NOTRE STATUT DE SOUVERAINETÉ EST ESSENTIEL
La libération des autochtones exige également que nous comprenions notre statut de souveraineté. Et elle exige que tous les peuples non autochtones le comprennent également.
Que signifie le statut de souveraineté ?
Tous les groupes autochtones/tribaux/indigènes du monde entier ont un statut de souveraineté en tant qu'habitants originels d'un lieu spécifique, d'un territoire particulier, qui leur appartient depuis des temps immémoriaux. En droit international, un État souverain est défini comme un État qui possède une population permanente, un territoire défini, un gouvernement qui ne relève pas d'un autre État et la capacité d'interagir avec d'autres États souverains.

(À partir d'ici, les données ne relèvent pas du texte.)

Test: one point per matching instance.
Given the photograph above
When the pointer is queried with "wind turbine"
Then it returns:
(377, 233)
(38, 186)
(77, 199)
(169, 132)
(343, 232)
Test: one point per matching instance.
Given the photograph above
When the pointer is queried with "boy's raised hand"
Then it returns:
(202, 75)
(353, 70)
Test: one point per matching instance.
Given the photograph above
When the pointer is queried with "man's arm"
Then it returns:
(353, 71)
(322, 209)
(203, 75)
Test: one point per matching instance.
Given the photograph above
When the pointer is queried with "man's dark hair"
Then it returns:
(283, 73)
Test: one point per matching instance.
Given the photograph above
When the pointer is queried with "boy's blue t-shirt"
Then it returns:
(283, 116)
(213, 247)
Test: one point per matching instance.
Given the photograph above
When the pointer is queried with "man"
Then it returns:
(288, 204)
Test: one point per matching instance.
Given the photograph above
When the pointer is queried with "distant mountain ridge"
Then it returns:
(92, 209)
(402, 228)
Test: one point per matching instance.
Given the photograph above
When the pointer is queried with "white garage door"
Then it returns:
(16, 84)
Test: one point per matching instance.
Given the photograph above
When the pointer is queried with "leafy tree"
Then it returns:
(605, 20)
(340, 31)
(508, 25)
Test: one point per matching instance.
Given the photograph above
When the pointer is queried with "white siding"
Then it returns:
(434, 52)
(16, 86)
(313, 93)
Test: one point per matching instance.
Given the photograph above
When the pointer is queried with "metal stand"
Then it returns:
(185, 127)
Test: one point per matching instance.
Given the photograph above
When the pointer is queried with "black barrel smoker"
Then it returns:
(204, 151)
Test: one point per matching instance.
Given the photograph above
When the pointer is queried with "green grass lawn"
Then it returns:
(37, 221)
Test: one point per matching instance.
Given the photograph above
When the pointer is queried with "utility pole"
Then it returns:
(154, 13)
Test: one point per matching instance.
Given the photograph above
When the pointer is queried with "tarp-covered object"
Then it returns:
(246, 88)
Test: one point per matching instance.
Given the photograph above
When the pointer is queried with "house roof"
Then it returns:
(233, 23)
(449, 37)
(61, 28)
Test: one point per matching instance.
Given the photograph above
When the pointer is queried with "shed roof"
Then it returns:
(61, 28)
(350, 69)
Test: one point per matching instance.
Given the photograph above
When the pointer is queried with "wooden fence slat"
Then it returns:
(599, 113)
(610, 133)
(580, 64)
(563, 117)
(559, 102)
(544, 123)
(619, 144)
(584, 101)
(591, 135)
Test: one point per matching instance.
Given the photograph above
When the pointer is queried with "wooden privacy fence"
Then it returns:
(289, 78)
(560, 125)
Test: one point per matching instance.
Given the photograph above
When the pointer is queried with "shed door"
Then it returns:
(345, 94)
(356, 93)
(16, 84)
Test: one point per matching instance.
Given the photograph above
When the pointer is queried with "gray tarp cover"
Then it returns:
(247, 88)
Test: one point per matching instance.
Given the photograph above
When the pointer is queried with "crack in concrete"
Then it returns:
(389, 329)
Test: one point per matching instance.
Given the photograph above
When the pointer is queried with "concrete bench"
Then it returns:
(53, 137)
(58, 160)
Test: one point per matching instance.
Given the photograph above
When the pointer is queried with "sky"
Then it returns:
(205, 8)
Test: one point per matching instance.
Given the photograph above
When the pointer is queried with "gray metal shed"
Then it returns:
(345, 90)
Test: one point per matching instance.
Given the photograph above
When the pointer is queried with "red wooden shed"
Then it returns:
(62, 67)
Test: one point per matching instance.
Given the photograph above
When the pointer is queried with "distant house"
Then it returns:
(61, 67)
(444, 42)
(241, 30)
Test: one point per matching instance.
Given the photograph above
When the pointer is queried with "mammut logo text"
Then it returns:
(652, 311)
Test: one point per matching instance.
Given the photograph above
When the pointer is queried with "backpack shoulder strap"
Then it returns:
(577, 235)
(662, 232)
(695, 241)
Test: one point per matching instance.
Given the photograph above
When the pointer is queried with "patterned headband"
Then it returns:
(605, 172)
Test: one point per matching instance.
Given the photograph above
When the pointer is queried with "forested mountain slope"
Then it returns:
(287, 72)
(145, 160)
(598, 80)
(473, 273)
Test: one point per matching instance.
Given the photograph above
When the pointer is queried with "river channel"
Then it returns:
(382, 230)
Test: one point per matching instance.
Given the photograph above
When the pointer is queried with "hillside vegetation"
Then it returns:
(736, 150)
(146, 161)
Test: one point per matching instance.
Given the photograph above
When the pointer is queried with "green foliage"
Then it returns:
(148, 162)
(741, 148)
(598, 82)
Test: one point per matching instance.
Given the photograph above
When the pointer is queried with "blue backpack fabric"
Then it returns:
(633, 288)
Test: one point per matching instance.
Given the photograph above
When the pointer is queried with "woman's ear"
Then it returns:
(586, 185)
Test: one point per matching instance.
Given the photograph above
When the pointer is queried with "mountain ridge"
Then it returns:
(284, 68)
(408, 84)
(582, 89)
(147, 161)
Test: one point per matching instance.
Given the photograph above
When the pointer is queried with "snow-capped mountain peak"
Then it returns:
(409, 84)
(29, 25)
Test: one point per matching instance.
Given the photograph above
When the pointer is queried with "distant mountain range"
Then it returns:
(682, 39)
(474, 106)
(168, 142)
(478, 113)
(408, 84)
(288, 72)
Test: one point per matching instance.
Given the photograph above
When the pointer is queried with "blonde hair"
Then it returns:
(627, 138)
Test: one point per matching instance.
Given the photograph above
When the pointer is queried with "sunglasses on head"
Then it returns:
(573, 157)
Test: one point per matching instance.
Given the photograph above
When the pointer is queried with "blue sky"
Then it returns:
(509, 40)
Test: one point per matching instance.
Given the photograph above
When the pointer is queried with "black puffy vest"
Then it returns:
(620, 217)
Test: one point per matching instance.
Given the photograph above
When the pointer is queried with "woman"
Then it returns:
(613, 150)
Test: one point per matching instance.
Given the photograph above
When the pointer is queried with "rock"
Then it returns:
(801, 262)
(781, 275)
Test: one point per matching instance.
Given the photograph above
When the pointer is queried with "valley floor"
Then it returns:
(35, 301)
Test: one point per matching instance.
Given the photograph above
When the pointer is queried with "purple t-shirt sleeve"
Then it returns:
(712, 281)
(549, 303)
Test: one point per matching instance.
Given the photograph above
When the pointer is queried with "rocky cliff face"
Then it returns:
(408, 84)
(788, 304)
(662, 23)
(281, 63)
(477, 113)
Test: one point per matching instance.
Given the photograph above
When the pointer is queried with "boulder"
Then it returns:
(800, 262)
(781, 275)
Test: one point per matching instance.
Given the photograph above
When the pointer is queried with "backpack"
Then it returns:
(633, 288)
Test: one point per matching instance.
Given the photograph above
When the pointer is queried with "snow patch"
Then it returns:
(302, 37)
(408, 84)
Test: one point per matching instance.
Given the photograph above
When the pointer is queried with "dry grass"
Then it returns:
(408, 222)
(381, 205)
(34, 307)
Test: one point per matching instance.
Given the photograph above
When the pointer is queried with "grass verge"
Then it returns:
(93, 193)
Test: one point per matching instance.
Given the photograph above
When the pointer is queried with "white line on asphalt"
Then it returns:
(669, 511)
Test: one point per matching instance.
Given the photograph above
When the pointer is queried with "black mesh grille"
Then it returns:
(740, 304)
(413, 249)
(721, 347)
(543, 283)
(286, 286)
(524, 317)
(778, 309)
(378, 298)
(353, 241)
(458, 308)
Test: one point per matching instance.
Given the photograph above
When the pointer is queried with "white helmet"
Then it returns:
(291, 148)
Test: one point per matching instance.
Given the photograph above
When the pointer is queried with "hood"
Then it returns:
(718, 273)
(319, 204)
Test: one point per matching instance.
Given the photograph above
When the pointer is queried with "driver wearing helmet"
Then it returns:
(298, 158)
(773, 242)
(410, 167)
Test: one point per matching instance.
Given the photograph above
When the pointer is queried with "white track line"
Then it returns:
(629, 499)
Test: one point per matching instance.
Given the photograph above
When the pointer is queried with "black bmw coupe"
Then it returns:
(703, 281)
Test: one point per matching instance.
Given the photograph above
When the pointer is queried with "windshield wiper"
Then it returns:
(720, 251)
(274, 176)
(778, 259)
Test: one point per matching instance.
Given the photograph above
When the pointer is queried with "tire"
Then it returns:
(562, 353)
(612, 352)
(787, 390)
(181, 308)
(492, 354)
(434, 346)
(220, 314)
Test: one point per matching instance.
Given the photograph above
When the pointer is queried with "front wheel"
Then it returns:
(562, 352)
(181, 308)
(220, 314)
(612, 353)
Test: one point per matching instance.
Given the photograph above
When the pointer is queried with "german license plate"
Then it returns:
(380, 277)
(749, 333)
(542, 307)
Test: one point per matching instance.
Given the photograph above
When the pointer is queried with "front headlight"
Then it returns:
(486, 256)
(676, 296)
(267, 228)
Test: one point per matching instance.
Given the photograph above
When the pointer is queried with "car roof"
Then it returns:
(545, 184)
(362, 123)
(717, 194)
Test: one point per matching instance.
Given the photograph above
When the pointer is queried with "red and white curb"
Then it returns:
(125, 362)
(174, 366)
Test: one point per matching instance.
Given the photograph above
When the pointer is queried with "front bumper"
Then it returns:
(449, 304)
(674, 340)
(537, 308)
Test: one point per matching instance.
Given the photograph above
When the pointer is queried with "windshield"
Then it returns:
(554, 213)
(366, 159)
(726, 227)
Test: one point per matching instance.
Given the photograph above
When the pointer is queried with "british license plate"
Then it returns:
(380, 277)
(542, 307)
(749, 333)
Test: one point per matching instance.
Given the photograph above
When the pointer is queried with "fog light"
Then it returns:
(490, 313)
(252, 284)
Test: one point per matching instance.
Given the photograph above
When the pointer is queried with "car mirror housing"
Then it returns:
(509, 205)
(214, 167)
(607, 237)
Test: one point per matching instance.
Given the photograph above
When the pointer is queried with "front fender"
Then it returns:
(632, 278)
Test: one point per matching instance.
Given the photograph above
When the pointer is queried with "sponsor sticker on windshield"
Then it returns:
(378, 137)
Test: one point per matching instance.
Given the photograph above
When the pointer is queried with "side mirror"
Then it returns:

Les États-Unis et le Canada ont conclu des traités, reconnus par le droit international, avec les tribus amérindiennes et les Premières Nations du Canada, toutes constituant des États souverains. Notre statut de souveraineté nous confère un statut juridique différent aux États-Unis et au Canada de celui des autres peuples de la Majorité Globale, un statut qui est contraignant en droit international.
La Constitution mexicaine identifie les nations tribales au Mexique d'une manière différente. En Australie, les Aborigènes font actuellement une pétition pour que leurs droits soient reconnus. (Au moment où l'Angleterre a envahi l'Australie, les Anglais avaient appris à ne pas conclure de traités avec les peuples autochtones).
Le fait d'avoir un statut de souveraineté constitue-t-il un privilège que les autres peuples de la Majorité Globale ne peuvent pas avoir ? À proprement parler, cela nous donne un statut juridique différent à partir duquel nous pouvons tenter de redresser les torts. Mais comment cela a-t-il fonctionné dans la réalité ?
Les États-Unis ont rompu tous les traités qu'ils avaient conclus avec les Nations Autochtones. La guerre génocidaire menée contre les peuples autochtones sur le continent nord-américain nous a privé des ressources humaines, financières ou militaires qui auraient pu nous faire agir en tant qu'oppresseurs à l'égard d'un autre groupe, de sorte que nous n'avons pu que reproduire ces enregistrements les uns envers les autres.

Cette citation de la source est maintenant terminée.